There was a mix of distinctive hand sewn tivaivai taorei (patchwork), tivaivai tataura (embroidery and crochet) and tivaivai manu (applique) that revealed the creativity and techniques of the talented vainetini and the time they have committed to a craft that they love.
A member of the CICC vainetini executive board, Poko Tuariki from the Arorangi Ekalesia said, “I’m proud and privileged to be part of this truly amazing art work by our vainetini. It’s good to see that the tuitui of the vainetini is still popular among the Mama’s. It’s alive and well and there are also new designs coming in.”
The art of making a tivaivai is a journey – a journey that reflect personal connections and relationships, the sharing of good and challenging times and for some, an art that offers comfort and relief.
In 2018, Myra Tatakura returned to Rarotonga after intensive mitral valve replacement (heart) surgery in New Zealand, that had pretty much knocked her about.
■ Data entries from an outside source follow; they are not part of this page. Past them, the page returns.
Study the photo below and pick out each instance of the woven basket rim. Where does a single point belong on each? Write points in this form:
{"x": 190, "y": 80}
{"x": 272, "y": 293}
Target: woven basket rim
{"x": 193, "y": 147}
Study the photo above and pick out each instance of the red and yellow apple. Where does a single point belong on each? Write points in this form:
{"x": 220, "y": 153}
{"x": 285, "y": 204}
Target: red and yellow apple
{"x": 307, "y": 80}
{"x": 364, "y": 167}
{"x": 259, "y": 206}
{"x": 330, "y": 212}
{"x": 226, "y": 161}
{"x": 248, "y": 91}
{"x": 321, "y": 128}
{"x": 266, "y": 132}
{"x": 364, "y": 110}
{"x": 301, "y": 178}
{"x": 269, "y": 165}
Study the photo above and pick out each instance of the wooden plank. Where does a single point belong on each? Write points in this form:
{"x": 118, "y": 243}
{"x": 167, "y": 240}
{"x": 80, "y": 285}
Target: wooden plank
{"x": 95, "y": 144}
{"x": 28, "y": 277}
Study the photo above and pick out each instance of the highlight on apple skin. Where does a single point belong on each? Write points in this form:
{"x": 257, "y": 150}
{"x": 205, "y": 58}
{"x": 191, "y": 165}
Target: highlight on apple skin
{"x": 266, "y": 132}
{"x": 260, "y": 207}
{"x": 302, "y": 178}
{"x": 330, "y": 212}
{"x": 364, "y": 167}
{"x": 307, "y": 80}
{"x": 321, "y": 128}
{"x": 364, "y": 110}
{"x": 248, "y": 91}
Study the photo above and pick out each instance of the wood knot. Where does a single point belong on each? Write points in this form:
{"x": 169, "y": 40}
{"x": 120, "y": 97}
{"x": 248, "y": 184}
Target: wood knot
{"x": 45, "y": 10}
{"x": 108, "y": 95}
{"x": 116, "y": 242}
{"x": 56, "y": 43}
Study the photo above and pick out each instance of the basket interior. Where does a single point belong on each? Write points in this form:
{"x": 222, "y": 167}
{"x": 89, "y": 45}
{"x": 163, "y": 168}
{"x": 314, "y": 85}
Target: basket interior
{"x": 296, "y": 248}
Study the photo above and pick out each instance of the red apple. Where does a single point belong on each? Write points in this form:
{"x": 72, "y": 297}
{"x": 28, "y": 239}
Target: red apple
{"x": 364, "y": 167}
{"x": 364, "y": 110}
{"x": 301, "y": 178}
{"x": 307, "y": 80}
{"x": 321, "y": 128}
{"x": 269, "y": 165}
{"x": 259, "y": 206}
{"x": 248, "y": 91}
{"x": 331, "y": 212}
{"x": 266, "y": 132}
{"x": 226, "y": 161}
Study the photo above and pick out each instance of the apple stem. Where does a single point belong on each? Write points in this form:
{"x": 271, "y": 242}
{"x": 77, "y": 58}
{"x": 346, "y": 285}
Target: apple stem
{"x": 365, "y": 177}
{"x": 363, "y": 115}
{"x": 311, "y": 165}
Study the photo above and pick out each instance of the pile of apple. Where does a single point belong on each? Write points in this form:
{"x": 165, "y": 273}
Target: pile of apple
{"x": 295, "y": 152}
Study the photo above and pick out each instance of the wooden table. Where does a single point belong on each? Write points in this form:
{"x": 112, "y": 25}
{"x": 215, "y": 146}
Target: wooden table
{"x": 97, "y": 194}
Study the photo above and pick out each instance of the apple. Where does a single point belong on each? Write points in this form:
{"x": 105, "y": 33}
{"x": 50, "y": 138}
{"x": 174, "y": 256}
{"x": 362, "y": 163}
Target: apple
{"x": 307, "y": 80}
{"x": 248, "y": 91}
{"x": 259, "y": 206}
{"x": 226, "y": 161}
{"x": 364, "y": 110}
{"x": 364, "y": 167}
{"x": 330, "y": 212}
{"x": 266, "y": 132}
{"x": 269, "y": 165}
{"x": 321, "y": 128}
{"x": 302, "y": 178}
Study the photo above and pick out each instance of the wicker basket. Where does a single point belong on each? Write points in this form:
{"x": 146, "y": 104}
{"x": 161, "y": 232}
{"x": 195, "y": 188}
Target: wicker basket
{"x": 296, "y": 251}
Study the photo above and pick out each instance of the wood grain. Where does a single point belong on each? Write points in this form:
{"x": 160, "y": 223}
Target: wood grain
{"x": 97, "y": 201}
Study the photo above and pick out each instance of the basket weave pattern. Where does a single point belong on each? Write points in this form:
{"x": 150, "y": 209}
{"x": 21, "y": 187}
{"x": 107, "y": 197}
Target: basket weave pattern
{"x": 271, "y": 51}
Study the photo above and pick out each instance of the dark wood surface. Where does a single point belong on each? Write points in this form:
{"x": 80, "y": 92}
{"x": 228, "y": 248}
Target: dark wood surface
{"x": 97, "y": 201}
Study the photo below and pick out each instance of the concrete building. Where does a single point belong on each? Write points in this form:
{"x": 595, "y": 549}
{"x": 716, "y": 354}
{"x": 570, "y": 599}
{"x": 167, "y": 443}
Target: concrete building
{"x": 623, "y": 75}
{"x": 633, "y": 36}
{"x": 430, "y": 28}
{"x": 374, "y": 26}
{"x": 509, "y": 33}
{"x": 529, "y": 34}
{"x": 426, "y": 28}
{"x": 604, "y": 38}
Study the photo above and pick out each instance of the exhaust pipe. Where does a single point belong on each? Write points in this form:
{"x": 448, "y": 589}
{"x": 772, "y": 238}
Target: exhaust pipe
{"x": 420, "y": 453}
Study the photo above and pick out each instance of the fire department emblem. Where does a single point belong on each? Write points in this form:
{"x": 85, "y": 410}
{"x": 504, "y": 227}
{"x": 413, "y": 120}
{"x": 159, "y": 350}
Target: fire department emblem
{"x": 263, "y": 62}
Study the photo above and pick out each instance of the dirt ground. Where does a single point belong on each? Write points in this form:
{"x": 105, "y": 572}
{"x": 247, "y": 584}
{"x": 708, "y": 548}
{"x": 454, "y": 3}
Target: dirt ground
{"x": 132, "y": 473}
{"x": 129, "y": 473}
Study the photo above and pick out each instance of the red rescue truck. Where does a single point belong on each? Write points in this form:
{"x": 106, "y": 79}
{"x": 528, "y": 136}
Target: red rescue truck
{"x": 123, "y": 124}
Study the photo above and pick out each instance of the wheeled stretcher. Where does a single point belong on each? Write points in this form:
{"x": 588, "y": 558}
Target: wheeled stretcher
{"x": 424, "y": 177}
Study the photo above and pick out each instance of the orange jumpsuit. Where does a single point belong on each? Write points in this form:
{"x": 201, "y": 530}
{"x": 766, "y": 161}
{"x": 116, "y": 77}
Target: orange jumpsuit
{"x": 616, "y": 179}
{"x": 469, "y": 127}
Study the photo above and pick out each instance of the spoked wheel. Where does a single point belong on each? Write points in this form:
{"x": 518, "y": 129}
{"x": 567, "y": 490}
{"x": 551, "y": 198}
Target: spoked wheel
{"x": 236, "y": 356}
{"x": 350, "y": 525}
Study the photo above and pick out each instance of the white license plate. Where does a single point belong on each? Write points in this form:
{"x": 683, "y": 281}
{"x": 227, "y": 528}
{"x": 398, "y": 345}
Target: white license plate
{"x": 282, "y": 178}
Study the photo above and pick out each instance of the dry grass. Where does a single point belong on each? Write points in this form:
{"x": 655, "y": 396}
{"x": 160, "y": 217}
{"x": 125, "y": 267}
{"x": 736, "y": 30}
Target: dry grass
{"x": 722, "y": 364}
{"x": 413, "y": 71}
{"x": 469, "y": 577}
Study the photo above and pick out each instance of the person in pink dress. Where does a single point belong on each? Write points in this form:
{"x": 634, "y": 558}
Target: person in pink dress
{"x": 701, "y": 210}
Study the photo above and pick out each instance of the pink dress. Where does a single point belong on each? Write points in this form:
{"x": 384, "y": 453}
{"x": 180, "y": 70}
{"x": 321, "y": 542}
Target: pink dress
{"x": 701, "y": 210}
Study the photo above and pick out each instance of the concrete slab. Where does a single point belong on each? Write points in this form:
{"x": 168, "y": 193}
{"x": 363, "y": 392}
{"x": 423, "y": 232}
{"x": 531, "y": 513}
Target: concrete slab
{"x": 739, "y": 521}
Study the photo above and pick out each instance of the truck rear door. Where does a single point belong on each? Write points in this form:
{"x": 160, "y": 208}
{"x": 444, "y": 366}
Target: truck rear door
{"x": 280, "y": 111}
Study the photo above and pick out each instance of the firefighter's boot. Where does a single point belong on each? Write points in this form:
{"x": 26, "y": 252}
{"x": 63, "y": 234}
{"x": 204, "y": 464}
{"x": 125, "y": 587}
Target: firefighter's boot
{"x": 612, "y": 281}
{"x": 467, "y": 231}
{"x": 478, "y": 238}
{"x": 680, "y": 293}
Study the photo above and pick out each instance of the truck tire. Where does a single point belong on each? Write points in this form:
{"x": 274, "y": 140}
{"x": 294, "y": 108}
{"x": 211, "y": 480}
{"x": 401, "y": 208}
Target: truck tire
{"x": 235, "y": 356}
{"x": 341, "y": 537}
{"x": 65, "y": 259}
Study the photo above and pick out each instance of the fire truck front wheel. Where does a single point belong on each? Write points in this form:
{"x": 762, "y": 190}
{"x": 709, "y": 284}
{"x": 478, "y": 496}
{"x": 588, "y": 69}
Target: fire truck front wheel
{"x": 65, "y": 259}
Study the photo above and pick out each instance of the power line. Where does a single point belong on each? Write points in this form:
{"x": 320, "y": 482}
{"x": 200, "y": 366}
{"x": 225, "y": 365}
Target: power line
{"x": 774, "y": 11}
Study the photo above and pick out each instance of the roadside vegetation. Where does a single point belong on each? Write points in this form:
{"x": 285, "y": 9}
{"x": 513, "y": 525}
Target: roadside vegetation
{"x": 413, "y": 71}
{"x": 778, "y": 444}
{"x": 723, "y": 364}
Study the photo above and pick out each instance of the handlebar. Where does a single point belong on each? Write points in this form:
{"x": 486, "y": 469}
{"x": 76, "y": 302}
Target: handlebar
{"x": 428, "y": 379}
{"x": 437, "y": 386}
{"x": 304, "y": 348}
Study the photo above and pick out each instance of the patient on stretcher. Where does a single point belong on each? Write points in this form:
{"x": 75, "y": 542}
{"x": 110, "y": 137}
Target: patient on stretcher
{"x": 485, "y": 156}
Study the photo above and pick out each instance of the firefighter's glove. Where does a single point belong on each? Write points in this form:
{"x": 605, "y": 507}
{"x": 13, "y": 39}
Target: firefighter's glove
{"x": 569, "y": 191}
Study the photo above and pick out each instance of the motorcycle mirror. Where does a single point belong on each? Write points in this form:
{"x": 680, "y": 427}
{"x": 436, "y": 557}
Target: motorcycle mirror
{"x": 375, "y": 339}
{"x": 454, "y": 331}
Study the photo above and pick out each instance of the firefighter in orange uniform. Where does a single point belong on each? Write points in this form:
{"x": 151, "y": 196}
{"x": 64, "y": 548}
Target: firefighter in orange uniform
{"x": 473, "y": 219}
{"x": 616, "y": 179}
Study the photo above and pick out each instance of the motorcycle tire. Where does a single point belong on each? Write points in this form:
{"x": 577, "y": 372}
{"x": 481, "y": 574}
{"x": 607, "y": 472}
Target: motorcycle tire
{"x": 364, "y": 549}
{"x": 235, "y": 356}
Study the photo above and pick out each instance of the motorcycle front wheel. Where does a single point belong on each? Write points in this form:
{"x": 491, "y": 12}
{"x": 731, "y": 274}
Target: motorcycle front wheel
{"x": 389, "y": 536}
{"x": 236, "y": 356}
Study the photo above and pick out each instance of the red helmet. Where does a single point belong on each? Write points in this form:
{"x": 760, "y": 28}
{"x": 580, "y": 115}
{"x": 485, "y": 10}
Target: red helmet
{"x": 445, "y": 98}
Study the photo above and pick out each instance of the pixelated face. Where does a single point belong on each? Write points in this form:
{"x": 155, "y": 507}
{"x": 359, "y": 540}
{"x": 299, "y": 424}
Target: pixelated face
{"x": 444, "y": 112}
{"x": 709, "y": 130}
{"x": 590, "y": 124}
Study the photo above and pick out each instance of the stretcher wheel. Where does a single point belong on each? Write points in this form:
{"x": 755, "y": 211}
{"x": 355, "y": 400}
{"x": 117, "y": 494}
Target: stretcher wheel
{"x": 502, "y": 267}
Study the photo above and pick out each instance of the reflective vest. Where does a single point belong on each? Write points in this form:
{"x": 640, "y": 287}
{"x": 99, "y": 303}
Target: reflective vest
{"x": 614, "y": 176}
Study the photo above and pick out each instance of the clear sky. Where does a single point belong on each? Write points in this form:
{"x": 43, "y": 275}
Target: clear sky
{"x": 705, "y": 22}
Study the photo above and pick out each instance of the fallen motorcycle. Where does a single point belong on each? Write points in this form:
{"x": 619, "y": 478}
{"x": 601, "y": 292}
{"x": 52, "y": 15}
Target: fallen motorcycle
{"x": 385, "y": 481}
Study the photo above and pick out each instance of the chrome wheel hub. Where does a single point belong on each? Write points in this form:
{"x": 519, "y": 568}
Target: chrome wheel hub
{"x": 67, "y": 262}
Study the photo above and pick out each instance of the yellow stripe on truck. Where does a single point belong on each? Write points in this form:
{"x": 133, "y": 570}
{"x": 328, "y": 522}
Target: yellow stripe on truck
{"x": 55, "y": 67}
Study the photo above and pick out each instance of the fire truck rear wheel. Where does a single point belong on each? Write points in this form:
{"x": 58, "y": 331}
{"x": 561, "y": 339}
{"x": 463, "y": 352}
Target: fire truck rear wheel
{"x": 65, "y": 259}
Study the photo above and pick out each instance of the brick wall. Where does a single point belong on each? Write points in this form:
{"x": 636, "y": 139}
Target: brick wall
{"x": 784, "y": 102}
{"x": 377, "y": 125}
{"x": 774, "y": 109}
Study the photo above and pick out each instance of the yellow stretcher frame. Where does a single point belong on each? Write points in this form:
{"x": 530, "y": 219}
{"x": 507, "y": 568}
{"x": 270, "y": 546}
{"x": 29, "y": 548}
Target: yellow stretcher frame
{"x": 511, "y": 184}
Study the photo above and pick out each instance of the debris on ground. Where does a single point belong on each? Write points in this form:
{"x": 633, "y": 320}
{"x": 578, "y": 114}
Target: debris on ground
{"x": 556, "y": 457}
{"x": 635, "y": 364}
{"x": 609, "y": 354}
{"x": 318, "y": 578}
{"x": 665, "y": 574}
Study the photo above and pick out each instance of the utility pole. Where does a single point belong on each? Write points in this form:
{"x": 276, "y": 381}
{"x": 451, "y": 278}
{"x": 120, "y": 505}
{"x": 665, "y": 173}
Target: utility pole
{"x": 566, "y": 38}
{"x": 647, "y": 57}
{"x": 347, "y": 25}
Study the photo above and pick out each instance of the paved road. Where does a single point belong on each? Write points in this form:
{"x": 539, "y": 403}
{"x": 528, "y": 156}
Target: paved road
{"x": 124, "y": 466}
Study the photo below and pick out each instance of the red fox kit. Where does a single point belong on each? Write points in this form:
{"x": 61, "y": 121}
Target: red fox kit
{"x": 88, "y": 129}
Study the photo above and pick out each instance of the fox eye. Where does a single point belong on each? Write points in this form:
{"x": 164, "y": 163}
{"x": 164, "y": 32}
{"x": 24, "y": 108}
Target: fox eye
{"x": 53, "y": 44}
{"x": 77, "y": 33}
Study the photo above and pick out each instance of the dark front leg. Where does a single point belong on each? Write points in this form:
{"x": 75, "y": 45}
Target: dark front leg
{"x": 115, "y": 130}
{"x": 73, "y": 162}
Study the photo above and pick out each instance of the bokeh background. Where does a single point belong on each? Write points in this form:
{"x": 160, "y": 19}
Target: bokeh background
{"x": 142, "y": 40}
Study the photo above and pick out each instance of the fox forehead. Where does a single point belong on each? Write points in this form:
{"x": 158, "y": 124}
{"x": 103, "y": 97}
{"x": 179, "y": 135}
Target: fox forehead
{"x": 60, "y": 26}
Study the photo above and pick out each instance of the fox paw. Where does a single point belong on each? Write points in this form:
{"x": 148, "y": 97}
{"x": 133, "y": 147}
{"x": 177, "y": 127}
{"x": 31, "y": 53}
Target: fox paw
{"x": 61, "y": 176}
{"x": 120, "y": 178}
Tatakura’s mother had taught her the three basic stiches, and a friend Trishia Downie invited her to join the Mama’s at the market as a way to “face the world” again.
That gave her the courage to get out there again.
“I had locked myself away from the world after I came home; I found solace in my sewing, it all started with a pair of cushion covers…”
The progress and improvement of her sewing skills are revealed in the stiches of her pieces. “I finally got the hang of it,” she says, and has completed 12 pairs of cushion covers in a year.
“This awesome show is also like my tivaivai graduation,” she laughs, “after these cushions, I’ll be graduating to sew a big tivaivai, I love it. Thank you to my Mum, to all the women in my life for the support given to me throughout my tivaevae journey.”
Mamatira Patia from the Avarua Ekalesia featured an exquisite “tarona” crown patterned tivaivai taorei (patchwork) that she had completed with Mama Vaine Eliaba some years ago.